In experiments with over 3,800 U.S. adults recruited online, participants reviewed about 250 photos of illusory faces — in objects from potatoes to suitcases — and labeled each one as male, female or neutral. Faces were deemed male about four times as often as they were female. Both male and female participants showed that bias, with about 80 percent of participants labeling more images male than female. Only 3 percent judged more to be female than male. The remaining 17 percent of respondents were fairly evenhanded in their labels.
In follow-up experiments, participants did not show the same bias toward images of the same kinds of objects without illusory faces. That finding helped rule out the possibility that participants viewed something about the underlying objects as masculine or feminine. Computer models that scoured the illusory face photos for stereotypically masculine or feminine elements — such as more angular or curved features (SN: 6/29/01) — couldn’t explain the bias, either.
“There’s this asymmetry in our perception,” says study author Susan Wardle, a cognitive neuroscientist at the National Institutes of Health in Bethesda, Md. Given the most basic pattern of a face, as is seen in illusory faces, “we’re more likely to see it as male, and it requires additional features to see it as female,” Wardle says. She points to the fact that female emojis and Lego characters are often distinguished from their male counterparts by the addition of bigger lips, longer lashes or other feminizing features.

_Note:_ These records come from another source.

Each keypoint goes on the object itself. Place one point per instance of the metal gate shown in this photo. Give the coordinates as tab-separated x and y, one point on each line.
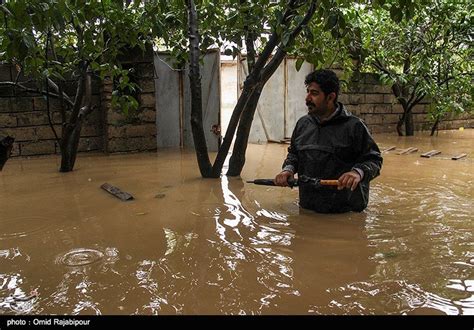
173	102
282	101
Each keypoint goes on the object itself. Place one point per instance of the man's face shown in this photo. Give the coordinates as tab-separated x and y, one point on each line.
318	103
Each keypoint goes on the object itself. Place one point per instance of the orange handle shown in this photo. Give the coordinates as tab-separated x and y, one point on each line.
329	182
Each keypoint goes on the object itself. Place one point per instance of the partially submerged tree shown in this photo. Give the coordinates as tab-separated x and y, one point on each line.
422	49
53	41
247	21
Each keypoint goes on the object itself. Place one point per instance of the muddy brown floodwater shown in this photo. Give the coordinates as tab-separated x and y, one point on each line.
188	245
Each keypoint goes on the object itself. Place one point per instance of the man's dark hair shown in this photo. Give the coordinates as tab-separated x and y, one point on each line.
326	79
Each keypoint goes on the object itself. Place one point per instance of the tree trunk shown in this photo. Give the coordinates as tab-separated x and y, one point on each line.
71	132
434	128
237	160
409	125
69	145
199	138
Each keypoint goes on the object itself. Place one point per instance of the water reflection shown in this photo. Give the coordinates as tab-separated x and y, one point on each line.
188	245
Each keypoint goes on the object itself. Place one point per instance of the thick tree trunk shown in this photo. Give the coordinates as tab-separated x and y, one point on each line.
71	132
69	146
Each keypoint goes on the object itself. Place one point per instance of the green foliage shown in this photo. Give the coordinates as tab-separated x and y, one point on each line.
425	49
54	38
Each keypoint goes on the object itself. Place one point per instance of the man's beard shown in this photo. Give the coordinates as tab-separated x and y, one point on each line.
311	107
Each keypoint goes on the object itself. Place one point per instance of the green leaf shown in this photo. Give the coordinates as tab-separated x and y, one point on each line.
299	63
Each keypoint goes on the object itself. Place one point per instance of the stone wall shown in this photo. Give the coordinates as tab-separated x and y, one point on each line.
24	115
375	103
137	131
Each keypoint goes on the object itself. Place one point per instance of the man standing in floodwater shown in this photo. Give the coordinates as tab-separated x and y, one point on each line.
330	143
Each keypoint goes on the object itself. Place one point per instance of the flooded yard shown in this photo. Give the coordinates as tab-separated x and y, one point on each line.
188	245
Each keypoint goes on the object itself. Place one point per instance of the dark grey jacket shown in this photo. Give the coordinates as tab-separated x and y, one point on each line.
326	151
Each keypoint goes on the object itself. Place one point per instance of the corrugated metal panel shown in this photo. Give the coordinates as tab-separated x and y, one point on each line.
168	102
211	98
282	101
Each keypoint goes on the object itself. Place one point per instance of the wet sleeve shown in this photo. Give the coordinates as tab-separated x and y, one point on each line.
370	159
291	161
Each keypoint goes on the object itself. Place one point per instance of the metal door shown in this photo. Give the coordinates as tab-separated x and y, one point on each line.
282	101
173	102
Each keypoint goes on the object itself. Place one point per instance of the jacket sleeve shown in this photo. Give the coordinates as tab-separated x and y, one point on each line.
370	159
291	161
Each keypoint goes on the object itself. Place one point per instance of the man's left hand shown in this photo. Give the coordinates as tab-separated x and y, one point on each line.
349	180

It’s not yet clear why people perceive the basic structure of a face as male by default, Wardle says. But in a more recent study, she and her colleagues found the same gender bias in grade school kids as young as about 5 — suggesting it arises early in life.
“I was not surprised that people would assign gender to illusory faces,” says Sheng He, a cognitive neuroscientist at the Chinese Academy of Sciences in Beijing who was not involved in the research. He was, however, surprised by the strength of the gender bias that Wardle’s team discovered and wonders whether people living in matriarchal societies would show the same — or perhaps the opposite — bias in their reading of faces.